Seminarium: A Search for Magnetic Monopoles with IceCube and a Characterization of Log-Periodic Dipole Antennas for ARIANNA
- Datum: 2017-11-09 kl 15:15 – 16:30
- Plats: Ångströmlaboratoriet Å12167
- Föreläsare: Alexander Burgman, Uppsala University
- Kontaktperson: Elin Bergeås Kuutmann
- Telefon: 018-471 3828
This is Alexander Burgman's half-time PhD seminar, about a search for a cosmic flux of magnetic monopoles using the IceCube neutrino observatory at the South Pole and a study to characterize log-periodic dipole antennas for the ARIANNA project, which would be deployed at the Ross Ice Shelf.
Magnetic monopoles are allowed in most extensions of the standard model. They are allowed in a wide range of masses, of which a large part lies outside of the reach of modern colliders. Therefore, in order to investigate the high mass range of magnetic monopoles we must search for monopoles produced in higher energy environments, such as the early Universe.

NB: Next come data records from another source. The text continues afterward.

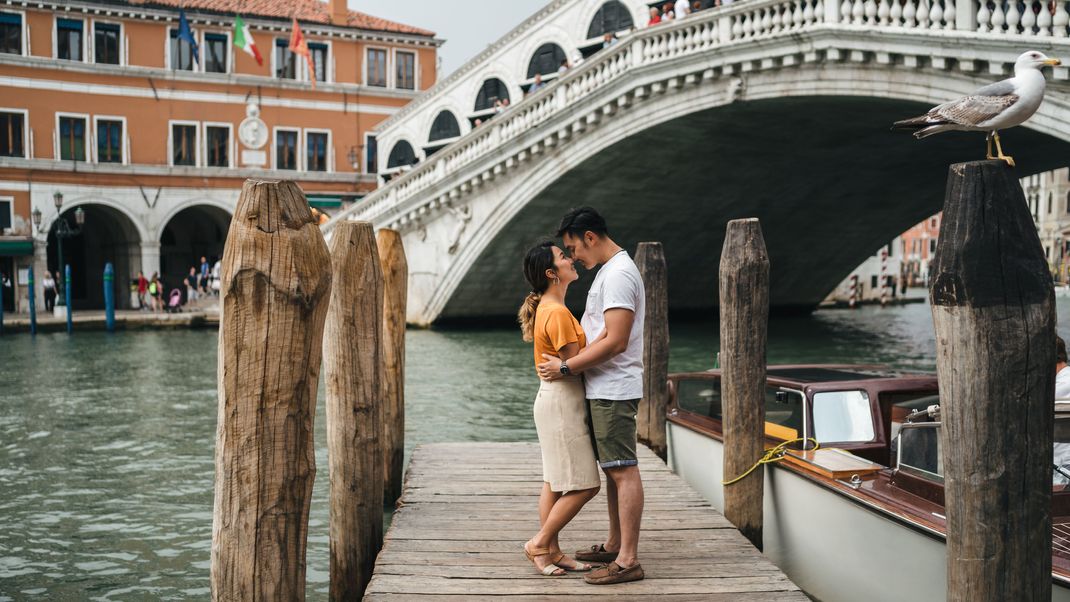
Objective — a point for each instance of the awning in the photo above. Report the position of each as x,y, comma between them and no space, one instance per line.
16,247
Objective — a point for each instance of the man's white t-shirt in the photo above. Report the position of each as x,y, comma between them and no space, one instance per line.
617,284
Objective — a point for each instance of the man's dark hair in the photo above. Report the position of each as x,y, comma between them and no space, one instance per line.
582,219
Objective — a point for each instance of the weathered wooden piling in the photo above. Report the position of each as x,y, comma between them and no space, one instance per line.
275,287
994,314
395,302
745,312
354,397
651,422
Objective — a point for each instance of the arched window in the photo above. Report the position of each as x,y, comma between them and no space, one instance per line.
491,90
546,60
612,17
401,154
444,126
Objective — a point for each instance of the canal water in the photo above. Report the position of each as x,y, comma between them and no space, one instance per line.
106,441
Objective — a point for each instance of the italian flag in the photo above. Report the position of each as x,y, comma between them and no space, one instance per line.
243,39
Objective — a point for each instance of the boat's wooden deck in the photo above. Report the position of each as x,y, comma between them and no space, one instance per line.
468,509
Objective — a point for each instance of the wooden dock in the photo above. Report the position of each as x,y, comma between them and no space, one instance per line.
469,508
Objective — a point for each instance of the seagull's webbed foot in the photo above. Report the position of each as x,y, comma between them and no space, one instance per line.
999,155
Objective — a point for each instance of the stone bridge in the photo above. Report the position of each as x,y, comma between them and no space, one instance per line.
778,109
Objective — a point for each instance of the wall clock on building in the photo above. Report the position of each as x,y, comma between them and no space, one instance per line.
253,132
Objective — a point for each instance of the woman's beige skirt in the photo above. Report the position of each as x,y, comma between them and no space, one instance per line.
561,420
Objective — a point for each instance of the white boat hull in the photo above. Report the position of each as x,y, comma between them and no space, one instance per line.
832,546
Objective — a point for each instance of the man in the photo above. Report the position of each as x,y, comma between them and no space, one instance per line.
202,280
1061,456
613,372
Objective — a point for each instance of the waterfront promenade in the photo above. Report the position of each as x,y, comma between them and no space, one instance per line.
469,507
125,320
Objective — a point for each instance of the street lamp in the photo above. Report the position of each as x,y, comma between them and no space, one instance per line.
63,230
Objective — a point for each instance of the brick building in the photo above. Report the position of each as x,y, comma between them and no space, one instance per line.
109,113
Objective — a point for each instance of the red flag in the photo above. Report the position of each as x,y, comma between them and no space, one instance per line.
300,46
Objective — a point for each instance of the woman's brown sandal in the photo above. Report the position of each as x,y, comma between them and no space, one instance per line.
550,570
577,567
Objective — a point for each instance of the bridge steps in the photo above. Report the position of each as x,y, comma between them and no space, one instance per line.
468,508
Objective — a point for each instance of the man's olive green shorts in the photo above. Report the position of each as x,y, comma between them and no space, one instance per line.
613,430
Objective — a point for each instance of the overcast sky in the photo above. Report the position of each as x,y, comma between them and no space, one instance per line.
468,26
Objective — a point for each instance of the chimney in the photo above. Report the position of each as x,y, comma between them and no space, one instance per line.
339,12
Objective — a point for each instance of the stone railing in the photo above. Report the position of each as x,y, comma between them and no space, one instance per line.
499,145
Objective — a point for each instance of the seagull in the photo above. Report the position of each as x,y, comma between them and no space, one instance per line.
997,106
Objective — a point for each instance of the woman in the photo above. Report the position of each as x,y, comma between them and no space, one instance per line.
569,471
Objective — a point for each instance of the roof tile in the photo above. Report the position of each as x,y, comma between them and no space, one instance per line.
306,11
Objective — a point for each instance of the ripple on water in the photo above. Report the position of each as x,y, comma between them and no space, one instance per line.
106,474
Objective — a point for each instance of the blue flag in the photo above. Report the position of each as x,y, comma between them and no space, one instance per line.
185,33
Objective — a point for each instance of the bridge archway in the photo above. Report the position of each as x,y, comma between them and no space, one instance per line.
611,17
444,129
401,155
195,231
490,91
754,160
107,235
546,60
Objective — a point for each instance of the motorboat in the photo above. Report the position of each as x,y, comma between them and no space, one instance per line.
869,500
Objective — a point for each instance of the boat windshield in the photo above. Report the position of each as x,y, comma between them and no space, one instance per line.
842,416
919,452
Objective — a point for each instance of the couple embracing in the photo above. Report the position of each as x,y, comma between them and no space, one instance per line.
589,396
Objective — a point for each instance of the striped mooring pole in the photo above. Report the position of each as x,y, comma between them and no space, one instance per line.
109,296
884,277
66,295
33,304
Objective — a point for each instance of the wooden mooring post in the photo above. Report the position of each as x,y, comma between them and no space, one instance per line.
354,376
994,315
651,422
744,284
395,303
275,288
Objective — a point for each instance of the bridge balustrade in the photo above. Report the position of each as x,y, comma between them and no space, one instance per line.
404,199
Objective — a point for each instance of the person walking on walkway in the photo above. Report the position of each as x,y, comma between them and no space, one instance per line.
142,289
200,281
48,283
612,368
569,472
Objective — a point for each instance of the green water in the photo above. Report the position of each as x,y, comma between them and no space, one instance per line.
106,441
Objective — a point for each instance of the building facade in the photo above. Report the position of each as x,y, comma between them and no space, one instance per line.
150,127
1048,196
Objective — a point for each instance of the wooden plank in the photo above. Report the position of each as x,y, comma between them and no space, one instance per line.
461,526
617,597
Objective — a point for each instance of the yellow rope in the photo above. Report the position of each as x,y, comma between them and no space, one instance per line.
772,456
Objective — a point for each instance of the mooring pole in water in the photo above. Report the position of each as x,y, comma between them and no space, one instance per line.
651,260
994,315
395,301
109,296
744,287
274,294
33,304
66,295
352,352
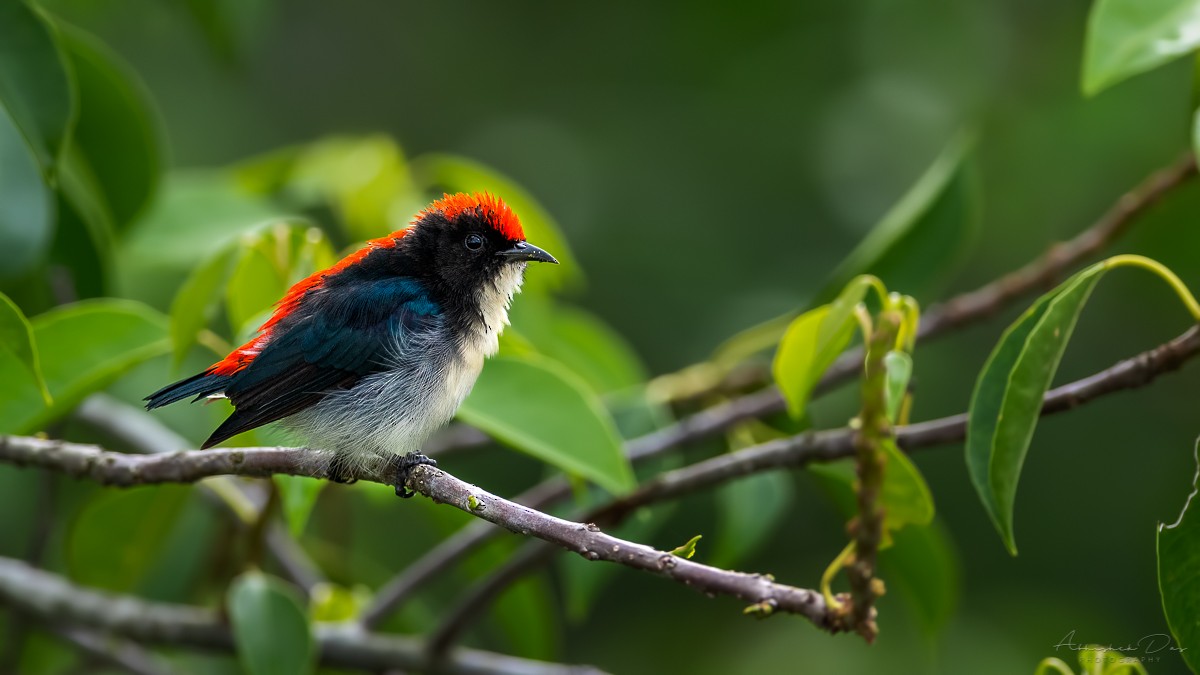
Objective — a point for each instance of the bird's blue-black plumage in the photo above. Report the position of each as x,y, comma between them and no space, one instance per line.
341,333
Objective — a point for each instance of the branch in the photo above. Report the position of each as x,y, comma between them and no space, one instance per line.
695,428
121,470
958,311
141,431
113,651
51,597
815,447
940,318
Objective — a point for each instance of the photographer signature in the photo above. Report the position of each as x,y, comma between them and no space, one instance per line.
1155,643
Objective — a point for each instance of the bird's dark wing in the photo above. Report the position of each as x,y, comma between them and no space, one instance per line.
329,344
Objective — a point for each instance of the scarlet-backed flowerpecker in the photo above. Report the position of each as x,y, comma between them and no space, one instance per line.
370,357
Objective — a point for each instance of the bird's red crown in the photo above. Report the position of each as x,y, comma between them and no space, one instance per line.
490,207
493,209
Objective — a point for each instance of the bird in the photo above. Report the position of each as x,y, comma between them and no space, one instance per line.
370,357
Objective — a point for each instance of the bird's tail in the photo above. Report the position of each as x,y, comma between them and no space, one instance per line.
199,386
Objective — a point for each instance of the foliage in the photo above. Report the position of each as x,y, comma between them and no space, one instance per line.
119,270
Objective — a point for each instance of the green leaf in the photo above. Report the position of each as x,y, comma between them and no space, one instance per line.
298,496
813,341
257,282
585,581
117,133
83,239
936,220
270,627
923,566
17,338
688,549
1179,574
27,204
1051,665
366,179
334,603
749,509
229,27
905,496
35,88
580,341
192,306
899,372
917,559
1007,400
118,536
83,348
1127,37
541,408
460,174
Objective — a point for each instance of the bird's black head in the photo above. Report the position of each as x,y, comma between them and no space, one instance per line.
468,245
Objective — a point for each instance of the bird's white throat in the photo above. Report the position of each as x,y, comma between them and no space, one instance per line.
493,309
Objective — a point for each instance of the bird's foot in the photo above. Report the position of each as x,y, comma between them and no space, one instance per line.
340,470
403,466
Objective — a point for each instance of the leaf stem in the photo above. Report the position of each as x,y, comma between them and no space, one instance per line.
1164,273
831,572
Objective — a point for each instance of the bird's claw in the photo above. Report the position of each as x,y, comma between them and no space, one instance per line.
405,465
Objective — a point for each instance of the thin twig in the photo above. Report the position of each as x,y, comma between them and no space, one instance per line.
468,538
53,598
591,543
143,432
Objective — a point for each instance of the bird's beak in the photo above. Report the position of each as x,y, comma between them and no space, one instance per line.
523,251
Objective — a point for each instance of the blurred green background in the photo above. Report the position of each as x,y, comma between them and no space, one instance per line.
709,165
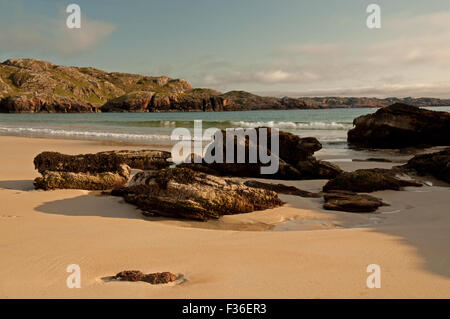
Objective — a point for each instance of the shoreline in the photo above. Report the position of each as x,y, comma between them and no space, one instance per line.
318,254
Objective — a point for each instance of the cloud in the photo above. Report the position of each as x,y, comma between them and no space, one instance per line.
34,33
438,90
409,56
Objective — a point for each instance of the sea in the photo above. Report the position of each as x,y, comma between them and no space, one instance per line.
329,126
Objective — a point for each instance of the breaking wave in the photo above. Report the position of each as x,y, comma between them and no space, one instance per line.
297,125
81,134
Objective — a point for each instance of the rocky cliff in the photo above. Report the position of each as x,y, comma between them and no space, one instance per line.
29,85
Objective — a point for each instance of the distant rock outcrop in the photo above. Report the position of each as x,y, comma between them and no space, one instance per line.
29,85
184,193
401,125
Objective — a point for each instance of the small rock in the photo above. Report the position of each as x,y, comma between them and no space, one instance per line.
154,278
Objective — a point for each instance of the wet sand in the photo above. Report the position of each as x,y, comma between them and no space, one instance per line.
295,251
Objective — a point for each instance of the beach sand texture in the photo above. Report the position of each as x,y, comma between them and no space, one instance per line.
295,251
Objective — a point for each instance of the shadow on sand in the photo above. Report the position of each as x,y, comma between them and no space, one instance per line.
89,205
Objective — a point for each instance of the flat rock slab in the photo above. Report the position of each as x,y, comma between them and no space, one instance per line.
184,193
282,189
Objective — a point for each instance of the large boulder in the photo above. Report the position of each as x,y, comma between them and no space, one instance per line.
401,125
184,193
367,180
351,202
86,171
435,164
295,157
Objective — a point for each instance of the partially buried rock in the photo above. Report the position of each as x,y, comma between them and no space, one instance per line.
294,155
435,164
184,193
87,171
69,180
82,163
142,159
154,279
367,180
401,125
351,202
282,189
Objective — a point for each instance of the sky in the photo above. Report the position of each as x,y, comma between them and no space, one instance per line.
268,47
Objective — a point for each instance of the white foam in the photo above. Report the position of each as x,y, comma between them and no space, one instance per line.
84,134
296,125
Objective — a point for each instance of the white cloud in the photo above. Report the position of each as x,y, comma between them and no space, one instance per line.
411,56
42,35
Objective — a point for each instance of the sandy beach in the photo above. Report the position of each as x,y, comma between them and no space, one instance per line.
295,251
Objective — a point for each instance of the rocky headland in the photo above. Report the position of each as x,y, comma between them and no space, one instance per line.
32,86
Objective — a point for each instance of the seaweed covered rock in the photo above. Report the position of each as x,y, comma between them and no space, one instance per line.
142,159
435,164
184,193
154,279
367,180
351,202
401,125
83,163
86,171
295,158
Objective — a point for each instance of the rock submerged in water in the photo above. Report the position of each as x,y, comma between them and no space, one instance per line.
296,160
435,164
400,125
367,180
184,193
154,279
351,202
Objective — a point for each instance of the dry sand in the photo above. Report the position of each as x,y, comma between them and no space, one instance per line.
297,251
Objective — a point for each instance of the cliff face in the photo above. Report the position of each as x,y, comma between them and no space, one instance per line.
28,85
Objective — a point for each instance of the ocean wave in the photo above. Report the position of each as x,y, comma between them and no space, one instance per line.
296,125
81,134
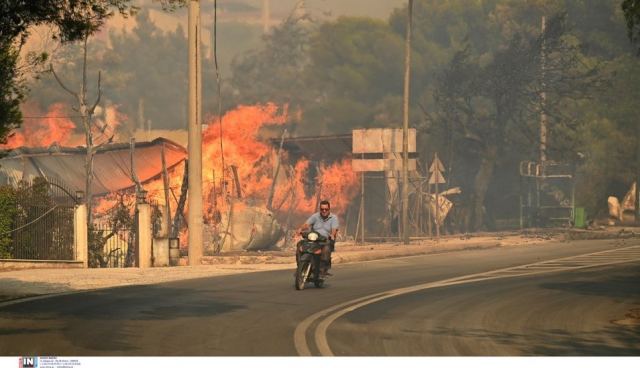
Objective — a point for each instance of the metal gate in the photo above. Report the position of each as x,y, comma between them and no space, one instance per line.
42,227
112,237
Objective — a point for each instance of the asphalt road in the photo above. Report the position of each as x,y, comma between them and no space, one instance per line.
474,302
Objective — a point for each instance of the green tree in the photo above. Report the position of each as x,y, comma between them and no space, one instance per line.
71,19
631,9
274,72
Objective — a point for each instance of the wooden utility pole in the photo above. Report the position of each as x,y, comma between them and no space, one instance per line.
166,184
266,15
543,100
405,129
361,218
194,216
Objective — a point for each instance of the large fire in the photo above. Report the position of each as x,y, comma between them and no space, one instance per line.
254,165
248,160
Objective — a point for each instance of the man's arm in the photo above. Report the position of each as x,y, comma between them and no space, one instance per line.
334,233
303,228
335,224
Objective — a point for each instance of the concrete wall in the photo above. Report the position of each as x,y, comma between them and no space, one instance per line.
81,235
19,264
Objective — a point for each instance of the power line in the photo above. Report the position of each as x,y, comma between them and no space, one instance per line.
51,117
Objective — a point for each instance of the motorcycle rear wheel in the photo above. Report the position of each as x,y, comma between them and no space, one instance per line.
301,275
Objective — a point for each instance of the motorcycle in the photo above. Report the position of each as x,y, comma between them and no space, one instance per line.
309,250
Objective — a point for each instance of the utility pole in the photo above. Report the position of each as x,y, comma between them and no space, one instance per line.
638,174
266,15
405,129
543,100
194,216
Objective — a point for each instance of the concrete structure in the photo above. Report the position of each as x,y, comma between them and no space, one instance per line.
144,235
81,234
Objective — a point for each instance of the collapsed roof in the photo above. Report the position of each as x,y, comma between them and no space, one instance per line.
111,165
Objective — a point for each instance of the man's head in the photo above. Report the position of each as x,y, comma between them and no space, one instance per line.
325,208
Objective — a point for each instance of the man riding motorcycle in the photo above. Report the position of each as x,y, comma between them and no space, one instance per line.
325,224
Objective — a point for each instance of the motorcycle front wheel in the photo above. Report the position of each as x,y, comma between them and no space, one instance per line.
301,275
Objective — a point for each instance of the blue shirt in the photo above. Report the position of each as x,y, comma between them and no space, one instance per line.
323,226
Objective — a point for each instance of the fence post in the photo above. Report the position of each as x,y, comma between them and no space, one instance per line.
80,237
144,234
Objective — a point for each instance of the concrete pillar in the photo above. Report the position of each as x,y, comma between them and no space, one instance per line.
144,235
80,234
161,240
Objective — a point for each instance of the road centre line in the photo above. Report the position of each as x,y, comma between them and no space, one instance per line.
330,314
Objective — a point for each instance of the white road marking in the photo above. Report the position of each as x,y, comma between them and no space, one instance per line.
329,315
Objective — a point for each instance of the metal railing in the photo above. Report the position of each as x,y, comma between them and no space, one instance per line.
42,221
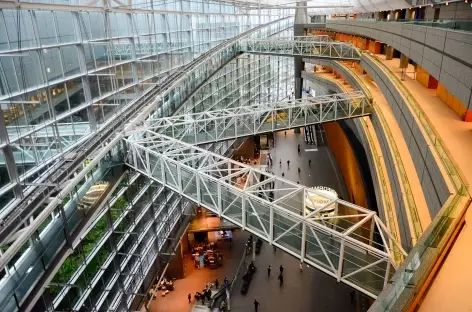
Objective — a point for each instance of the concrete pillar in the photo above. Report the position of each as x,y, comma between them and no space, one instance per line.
389,52
404,61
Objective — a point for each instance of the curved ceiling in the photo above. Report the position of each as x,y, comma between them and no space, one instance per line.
360,6
326,7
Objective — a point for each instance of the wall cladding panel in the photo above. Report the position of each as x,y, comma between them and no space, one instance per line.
433,183
427,46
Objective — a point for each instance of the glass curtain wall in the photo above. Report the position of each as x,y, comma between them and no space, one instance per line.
87,66
64,75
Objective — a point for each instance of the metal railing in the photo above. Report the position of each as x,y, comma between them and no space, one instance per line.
302,46
342,245
448,24
210,126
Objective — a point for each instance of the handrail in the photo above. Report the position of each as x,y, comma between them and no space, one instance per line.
447,24
401,168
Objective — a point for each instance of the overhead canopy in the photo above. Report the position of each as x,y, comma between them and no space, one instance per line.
327,7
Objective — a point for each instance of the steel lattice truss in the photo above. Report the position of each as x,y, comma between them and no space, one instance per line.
224,124
302,46
352,245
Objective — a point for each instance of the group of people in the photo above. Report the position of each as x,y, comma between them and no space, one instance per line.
280,278
205,295
288,161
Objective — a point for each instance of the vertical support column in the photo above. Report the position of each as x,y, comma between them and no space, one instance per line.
77,19
387,273
10,159
243,212
403,61
403,65
341,260
271,225
301,18
303,246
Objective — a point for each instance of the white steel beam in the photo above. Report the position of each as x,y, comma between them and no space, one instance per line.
234,195
305,46
230,123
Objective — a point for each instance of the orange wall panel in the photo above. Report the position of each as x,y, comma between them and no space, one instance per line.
468,116
347,162
433,83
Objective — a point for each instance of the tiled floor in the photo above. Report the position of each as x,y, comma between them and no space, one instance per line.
323,171
310,290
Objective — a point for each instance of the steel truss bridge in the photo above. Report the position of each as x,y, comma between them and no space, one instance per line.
352,245
304,46
225,124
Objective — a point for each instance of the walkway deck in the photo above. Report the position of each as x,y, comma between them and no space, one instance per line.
381,103
451,289
310,290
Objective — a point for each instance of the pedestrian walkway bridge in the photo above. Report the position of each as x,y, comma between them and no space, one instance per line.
306,46
230,123
351,244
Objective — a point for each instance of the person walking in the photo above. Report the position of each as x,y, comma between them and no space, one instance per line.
256,305
281,279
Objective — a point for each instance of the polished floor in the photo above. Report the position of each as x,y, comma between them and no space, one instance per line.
310,290
323,170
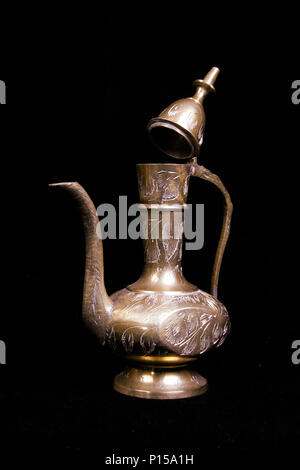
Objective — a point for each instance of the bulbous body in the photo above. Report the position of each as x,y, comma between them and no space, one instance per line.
161,320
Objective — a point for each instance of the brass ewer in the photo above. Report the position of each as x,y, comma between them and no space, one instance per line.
161,323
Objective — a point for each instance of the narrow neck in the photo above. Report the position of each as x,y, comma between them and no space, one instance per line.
163,251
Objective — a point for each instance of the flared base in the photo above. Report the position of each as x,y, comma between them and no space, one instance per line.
160,383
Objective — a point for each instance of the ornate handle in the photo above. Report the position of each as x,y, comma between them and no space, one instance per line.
205,174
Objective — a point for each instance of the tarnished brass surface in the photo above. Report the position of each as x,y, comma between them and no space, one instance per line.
178,130
161,321
160,384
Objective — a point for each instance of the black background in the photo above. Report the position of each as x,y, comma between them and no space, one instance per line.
82,83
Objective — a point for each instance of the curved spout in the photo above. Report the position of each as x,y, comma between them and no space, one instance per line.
97,306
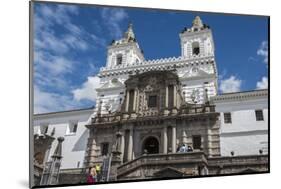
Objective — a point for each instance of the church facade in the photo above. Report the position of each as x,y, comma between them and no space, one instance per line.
148,110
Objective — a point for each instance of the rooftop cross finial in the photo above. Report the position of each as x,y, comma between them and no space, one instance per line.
197,22
129,34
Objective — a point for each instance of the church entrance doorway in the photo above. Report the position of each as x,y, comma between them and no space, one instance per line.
151,145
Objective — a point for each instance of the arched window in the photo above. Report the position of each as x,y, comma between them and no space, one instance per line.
195,48
119,59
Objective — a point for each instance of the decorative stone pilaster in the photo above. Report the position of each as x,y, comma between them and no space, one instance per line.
165,140
130,146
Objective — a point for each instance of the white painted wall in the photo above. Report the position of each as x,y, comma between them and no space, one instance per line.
74,146
245,135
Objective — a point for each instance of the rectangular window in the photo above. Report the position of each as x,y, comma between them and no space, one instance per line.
196,140
152,101
196,50
227,117
72,129
170,96
104,149
44,129
259,115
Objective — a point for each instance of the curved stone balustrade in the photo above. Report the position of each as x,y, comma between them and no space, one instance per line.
173,158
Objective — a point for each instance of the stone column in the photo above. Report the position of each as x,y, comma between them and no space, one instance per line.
122,146
135,100
165,140
184,137
127,101
167,97
174,138
175,96
130,145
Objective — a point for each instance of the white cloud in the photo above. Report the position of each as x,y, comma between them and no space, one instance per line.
88,89
231,84
113,17
54,62
263,51
263,84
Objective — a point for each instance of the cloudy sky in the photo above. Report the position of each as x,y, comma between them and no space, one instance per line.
70,47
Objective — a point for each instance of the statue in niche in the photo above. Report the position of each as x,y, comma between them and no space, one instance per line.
195,96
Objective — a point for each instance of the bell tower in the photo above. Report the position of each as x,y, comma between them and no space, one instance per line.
197,41
125,51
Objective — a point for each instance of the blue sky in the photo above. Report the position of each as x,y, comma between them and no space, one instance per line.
70,47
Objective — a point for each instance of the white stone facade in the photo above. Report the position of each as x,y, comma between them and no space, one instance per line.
60,123
245,135
197,73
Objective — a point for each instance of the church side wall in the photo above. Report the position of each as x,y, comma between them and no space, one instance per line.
74,145
245,135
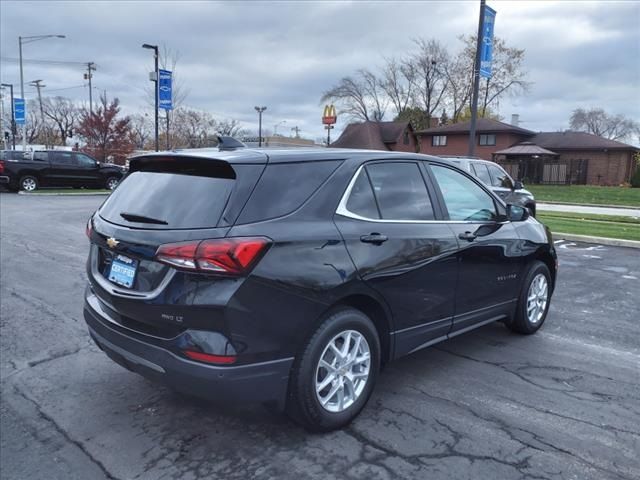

According to Dirac’s quantization condition, a magnetic monopole would have a large effective charge compared to the elementary electric charge. This high effective charge would make magnetic monopoles into very bright Cherenkov radiation producers when traversing a dielectric medium, which in turn gives them a clear signature to distinguish from other events.
In this talk I will present my ongoing search for a cosmic flux of magnetic monopoles using the IceCube neutrino observatory. The search is for magnetic monopoles with speeds above the Cherenkov threshold in ice (∼ 76 % of c), and below 99.5 % of c. I will present the current analysis strategy, the progress made so far, and an outlook on the upcoming work.
In addition to this, I will briefly present an effort from the start of my PhD studies, with the goal of characterizing log-periodic dipole antennas for the ARIANNA collaboration. In the ARIANNA project, a large number of these antennas would be deployed at the Ross Ice Shelf with the goal of detecting the highest energy neutrinos by measuring the radio wave radiation produced by their interaction products in ice.